The focus of Deloitte’s analysis is primarily the organisation of the programme, its efficiency and the managerial set-up. Deloitte’s overall assessment is that the programme is administered based on the government’s strategy and objective of the programme. Furthermore, the programme is considered cost-efficient compared to the prices on the secondary carbon market and the chosen form of organisation supports the objective of the JI/CDM-programme in a satisfactory manner. Deloitte’s evaluation concludes that in any case the objective of purchasing 18.5 million credits seems realistic and could be reachable through supplementary purchases within the limits of the already activated funds.

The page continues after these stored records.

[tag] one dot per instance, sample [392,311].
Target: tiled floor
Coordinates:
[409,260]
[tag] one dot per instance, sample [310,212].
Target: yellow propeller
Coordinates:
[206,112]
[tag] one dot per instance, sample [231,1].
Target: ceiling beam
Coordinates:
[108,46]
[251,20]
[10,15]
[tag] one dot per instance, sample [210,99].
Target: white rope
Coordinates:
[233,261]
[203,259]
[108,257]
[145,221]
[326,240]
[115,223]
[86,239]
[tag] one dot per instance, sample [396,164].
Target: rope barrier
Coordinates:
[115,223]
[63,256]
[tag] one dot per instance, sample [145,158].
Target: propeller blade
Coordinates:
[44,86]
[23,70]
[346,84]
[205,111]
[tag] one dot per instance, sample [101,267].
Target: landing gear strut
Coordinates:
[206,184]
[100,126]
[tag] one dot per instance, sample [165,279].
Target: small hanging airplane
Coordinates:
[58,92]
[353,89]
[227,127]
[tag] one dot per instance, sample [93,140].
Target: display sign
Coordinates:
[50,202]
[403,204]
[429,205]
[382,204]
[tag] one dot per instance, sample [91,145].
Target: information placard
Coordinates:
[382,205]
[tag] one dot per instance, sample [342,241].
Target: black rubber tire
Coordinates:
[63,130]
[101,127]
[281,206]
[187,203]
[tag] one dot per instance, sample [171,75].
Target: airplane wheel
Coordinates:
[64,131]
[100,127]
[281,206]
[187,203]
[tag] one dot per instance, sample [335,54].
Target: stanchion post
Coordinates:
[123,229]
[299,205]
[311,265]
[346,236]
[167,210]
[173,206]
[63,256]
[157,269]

Inter alia Deloitte recommends a further clarification of the future objectives and strategies in correlation with the following Kyoto period 2013-2020.
Point Carbon’s review includes 1) an analysis of the existing programme with 61 JI/CDM projects at the beginning of the evaluation, 2) an analysis of the Danish Energy Agency’s pipeline of 15 new projects, and 3) an assessment of the secondary carbon market. Point Carbon concludes that the expected number of credits delivered, dependant of the method of calculation, will be lower or equal to the Danish Energy Agency’s own projection. However, the Danish Energy Agency assesses that a range of conditions, including the projects being relatively mature and being followed closely by the Danish Energy Agency, lead to the conclusion that DEA’s portfolio should be expected to perform better than average.

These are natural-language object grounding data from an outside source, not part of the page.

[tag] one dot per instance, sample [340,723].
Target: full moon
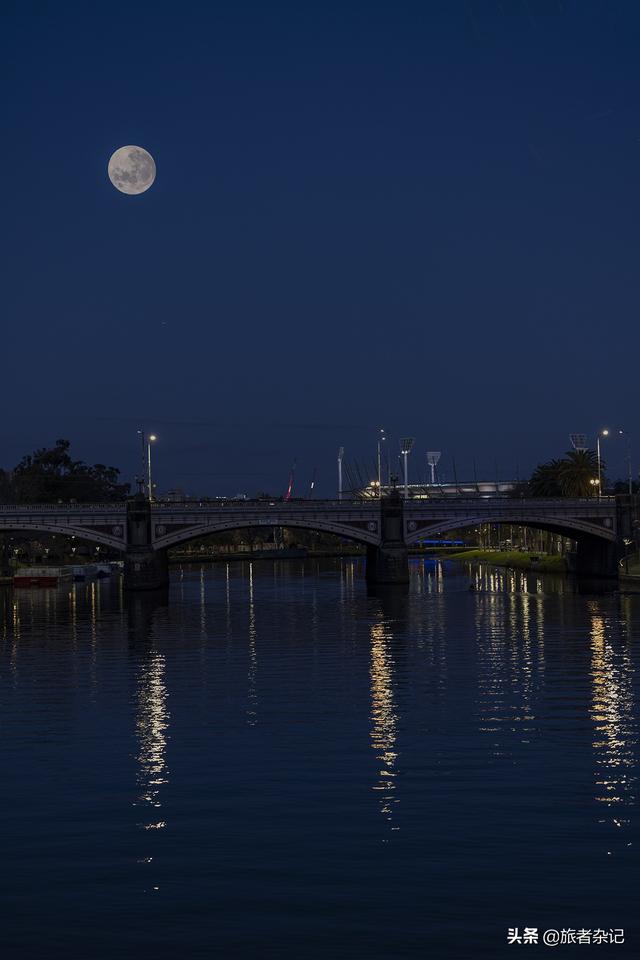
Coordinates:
[131,169]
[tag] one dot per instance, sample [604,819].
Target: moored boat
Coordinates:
[41,576]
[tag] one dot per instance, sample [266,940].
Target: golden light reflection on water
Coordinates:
[384,721]
[615,735]
[151,728]
[510,657]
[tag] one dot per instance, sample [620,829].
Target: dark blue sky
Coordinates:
[423,216]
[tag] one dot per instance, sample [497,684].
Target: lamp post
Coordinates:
[405,448]
[601,433]
[152,437]
[381,439]
[143,457]
[623,433]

Moreover, Point Carbon’s evaluation emphasizes that there are many good mature projects in the pipeline. Point Carbon’s assessment was that contracting these projects will assist in ensuring that the Danish Energy Agency achieves the total target of purchasing 18.5 million credits.

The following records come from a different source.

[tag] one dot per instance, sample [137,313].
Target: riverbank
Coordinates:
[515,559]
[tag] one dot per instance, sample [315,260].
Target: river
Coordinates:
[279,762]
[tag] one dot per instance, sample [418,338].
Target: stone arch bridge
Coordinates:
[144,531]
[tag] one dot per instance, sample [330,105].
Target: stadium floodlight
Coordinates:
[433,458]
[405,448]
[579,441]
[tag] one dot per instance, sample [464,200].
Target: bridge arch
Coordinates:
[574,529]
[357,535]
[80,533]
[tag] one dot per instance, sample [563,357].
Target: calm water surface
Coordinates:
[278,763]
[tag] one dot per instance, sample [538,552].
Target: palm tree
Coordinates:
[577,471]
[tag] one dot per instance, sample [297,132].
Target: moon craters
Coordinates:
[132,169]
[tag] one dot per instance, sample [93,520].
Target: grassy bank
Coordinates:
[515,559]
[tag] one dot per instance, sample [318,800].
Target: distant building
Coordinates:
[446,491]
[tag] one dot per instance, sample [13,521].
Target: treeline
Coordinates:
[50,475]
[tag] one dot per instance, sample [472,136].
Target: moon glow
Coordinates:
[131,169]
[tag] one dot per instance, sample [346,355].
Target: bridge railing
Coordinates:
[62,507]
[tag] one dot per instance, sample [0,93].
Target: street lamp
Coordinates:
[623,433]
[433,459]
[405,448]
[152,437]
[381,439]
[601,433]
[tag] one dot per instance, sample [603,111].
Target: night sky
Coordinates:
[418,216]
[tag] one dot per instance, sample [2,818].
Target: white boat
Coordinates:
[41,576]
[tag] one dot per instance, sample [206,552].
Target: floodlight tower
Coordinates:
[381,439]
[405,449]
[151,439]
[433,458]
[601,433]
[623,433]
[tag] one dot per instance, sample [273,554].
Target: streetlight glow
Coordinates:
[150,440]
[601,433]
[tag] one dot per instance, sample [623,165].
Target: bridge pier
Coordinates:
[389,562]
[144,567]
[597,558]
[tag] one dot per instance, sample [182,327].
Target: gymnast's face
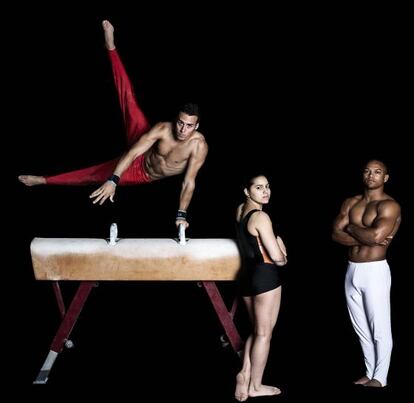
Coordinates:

The analysis of the secondary carbon market shows that the main part of secondary credits at present time derives from industrial gas projects, in particular HFC and nylon N2O projects, which have reputational and sustainability issues. It is, however, Point Carbon’s assessment that a relatively larger amount of sustainable JI/CDM projects than today must be expected on the market in the end of the period 2008-2012 and that for an additional charge of 0.5-1€ per credit it will be possible to specifically purchase these sustainable carbon credits. The alternative to the secondary market is purchasing verified sustainable credits directly from a project owner, with the possibility of a preceding sustainability evaluation. Subsequently, the Danish Energy Agency has applied the last-mentioned approach.